Feedback in the Remote Setting
Updated: Sep 28, 2020
Feedback is arguably the most critical and powerful aspect of teaching. That being said, how is giving meaningful feedback feasible with our current teaching conditions?
Feedback looks a whole lot different now than it did when I was in school. It used to be that work was done with paper and pencil or using Microsoft Word and printed. Teachers’ bags were always heavy with schoolwork. During these years, professional development often included the question “Is using a red pen a bad thing?” and feedback came at the end of an assignment in the form of a handwritten note, scribbled at the top of a page. Now, while we can agree that feedback is done mostly digitally, the question of what constitutes good feedback isn’t always clear. If you were to go around LCS and ask educators “What is feedback?” You would probably get a variety of responses ranging from “comments” to “pros and cons” to “criterion” to “criticism.” However, John Hattie found that if you ask a student the same question, “What is feedback?” more often than not, the student will tell you it is a grade, and when given feedback in any other form, it’s likely that this student will claim they never received any. Ultimately, Hattie defined feedback as “information provided by an agent (ex. teacher, friend, parent, etc) that fills the gap between what is understood and what is aimed to be understood.”

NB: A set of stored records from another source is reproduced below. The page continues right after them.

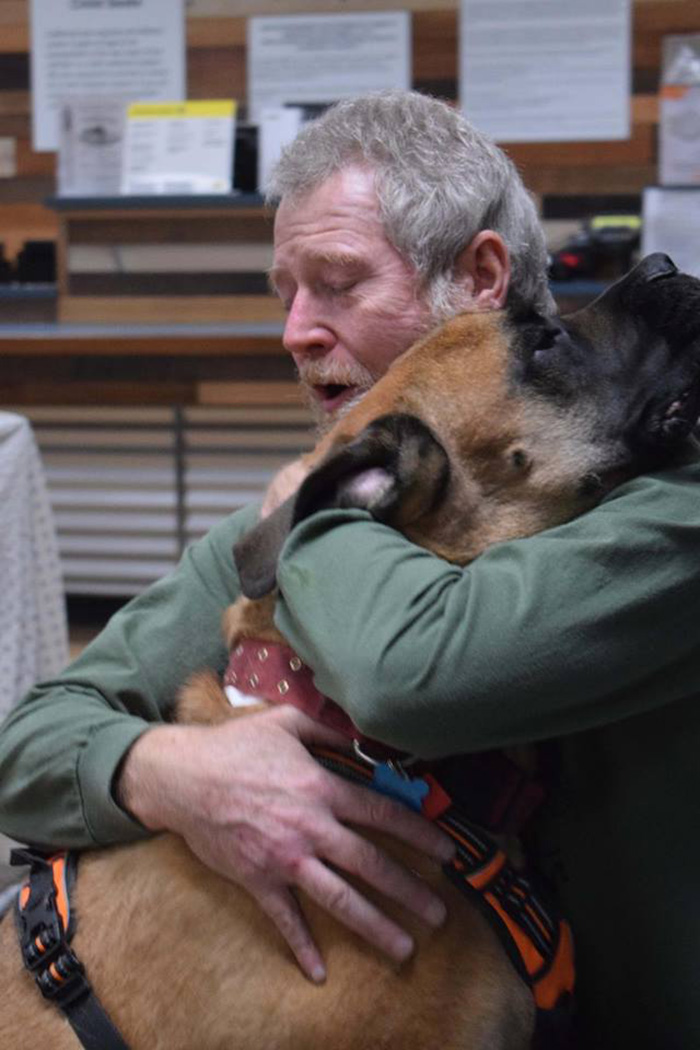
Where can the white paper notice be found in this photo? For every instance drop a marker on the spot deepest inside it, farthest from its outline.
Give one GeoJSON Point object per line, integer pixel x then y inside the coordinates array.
{"type": "Point", "coordinates": [130, 49]}
{"type": "Point", "coordinates": [303, 59]}
{"type": "Point", "coordinates": [672, 225]}
{"type": "Point", "coordinates": [546, 70]}
{"type": "Point", "coordinates": [7, 158]}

For feedback to be valuable it must be timely, written with a clear goal in mind, and given in the midst of learning. In addition, we know that for new learnings to “stick” students must encounter multiple opportunities for understanding and engagement, and that feedback is important each step along the way. Because students can’t learn from continued practice of misconceptions, they must have varied tasks with varied feedback, making a teacher’s job that much more difficult. What makes feedback even more challenging is that feedback in one situation can be highly valuable, but the same feedback in another can be meaningless.

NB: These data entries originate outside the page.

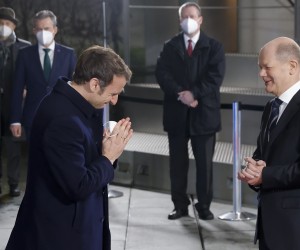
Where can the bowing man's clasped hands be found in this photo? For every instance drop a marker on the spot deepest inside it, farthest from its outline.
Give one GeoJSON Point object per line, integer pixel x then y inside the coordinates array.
{"type": "Point", "coordinates": [114, 142]}
{"type": "Point", "coordinates": [252, 172]}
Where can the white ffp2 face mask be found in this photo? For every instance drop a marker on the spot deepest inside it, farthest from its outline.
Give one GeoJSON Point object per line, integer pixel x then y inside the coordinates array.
{"type": "Point", "coordinates": [44, 37]}
{"type": "Point", "coordinates": [189, 25]}
{"type": "Point", "coordinates": [5, 31]}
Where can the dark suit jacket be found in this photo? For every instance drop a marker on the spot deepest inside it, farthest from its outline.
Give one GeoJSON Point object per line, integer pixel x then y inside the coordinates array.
{"type": "Point", "coordinates": [65, 205]}
{"type": "Point", "coordinates": [29, 74]}
{"type": "Point", "coordinates": [7, 84]}
{"type": "Point", "coordinates": [280, 189]}
{"type": "Point", "coordinates": [202, 74]}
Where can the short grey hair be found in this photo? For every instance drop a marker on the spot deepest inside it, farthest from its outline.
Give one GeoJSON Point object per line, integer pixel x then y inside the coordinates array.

For example, James Gleeson, a teacher in Australia identified 6 types of errors common in students’ mathematics: (Hattie, John. Visible Learning: Feedback (p. 33). Taylor and Francis. Kindle Edition. )

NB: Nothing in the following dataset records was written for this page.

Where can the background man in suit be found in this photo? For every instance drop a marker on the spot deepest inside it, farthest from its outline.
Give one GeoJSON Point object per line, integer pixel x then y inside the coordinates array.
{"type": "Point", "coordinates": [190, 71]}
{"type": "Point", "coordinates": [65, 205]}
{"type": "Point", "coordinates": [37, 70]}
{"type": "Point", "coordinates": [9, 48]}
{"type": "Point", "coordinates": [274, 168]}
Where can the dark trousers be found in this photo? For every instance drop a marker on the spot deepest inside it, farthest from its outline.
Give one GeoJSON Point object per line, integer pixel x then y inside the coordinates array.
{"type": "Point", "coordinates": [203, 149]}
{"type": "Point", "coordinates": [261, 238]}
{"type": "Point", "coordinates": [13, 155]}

Reading Error: The student misread the question
Acquisition of Knowledge: The student doesn’t appear to have the knowledge to be able to answer the question
Strategic: Has demonstrated knowledge, but when given a novel question in context does not appear to know the ideas or procedures needed
Execution of Knowledge: Student has demonstrated understanding and ability to identify procedures, but makes mistakes perhaps due to rushing, or “careless” error
Calculations: Mathematical error adding, subtracting, order of operations, etc
Findings: Did not present findings in required way (ex: units) to show complete understanding/application
Identifying the “whys” behind student errors can help us to provide more meaningful feedback, and once the reason behind needing feedback has been established, we can then figure out the tech tool that will be most useful.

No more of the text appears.